The President has announced his new “jobs” package, the centerpiece of which is a small commitment to infrastructure spending. I say a “small” commitment, because by most estimates the transportation infrastructure deficit in this country is in the trillions of dollars, and the President has proposed a $50 billion package of spending. So this new proposal is not, and is not intended to be, a well planned, long term proposal to meet the transportation needs of the country. If the President had really wanted to modernize our transportation system, he would have spent most or all of the first “stimulus” package on transportation in early 2009. In fact, only a small percentage of that spending went for roads, highways, and rail, and none of it was used for the even more pressing responsibility of the federal government: defense. None of the funds included in the first “stimulus” went toward buying new ships, planes, and vehicles for a military that is operating with an inventory of equipment that is aging and out of date.

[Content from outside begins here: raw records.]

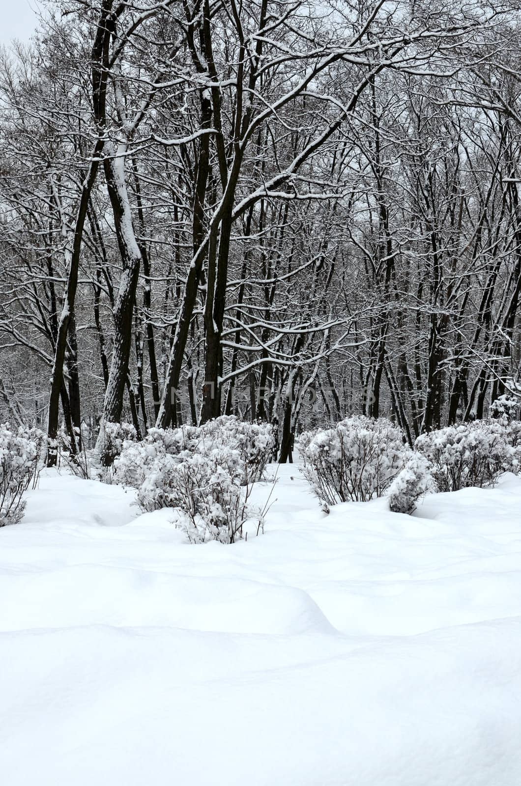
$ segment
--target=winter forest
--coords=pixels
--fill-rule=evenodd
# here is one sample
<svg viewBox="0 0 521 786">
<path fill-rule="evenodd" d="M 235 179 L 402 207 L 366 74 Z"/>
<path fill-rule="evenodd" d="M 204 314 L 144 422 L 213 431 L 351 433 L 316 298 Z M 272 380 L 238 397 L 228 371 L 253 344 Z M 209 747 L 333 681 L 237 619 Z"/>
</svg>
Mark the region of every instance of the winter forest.
<svg viewBox="0 0 521 786">
<path fill-rule="evenodd" d="M 28 7 L 0 783 L 519 786 L 519 0 Z"/>
<path fill-rule="evenodd" d="M 0 66 L 0 407 L 352 413 L 519 389 L 519 19 L 430 2 L 54 3 Z"/>
</svg>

Of all the sins of the Obama Presidency, the worst is the tremendous burden of the federal debt on the backs of every man, woman and child. Americas is nearly $3 trillion dollars more in debt than we were before Barack Obama became President. It certainly didn’t have to be that way. In the twelve years that the Republicans controlled Congress, they made a start at getting the budget under control. In three of those years, the budget was actually in surplus; the average deficit during that time was about $100 billion (approximately one/fifteenth of what it has been under Obama). America suffered a deadly attack and a recession in 2001, and the deficit surged, but by 2006, when the Democrats took over the Congress, the deficit had been reduced and the government was actually projecting surpluses in the near future. All of that progress has now been squandered; trillions more have been borrowed, and there is nothing to show for it.
I am an incurable optimist where the United States is concerned. The voting public is about to act. The new Congress will be very different from the current one. We will begin the path back to greatness, and the inherent dynamism and genius of America is such that the recovery of our fortunes may well be faster than we have any right to expect. Those in the world who wish us ill are going to be surprised, once again, at the resiliency of the United States.
But in the meantime, we must mourn the decline of our fortunes. The illogic of this waste – the sheer stupidity of it – beggars description.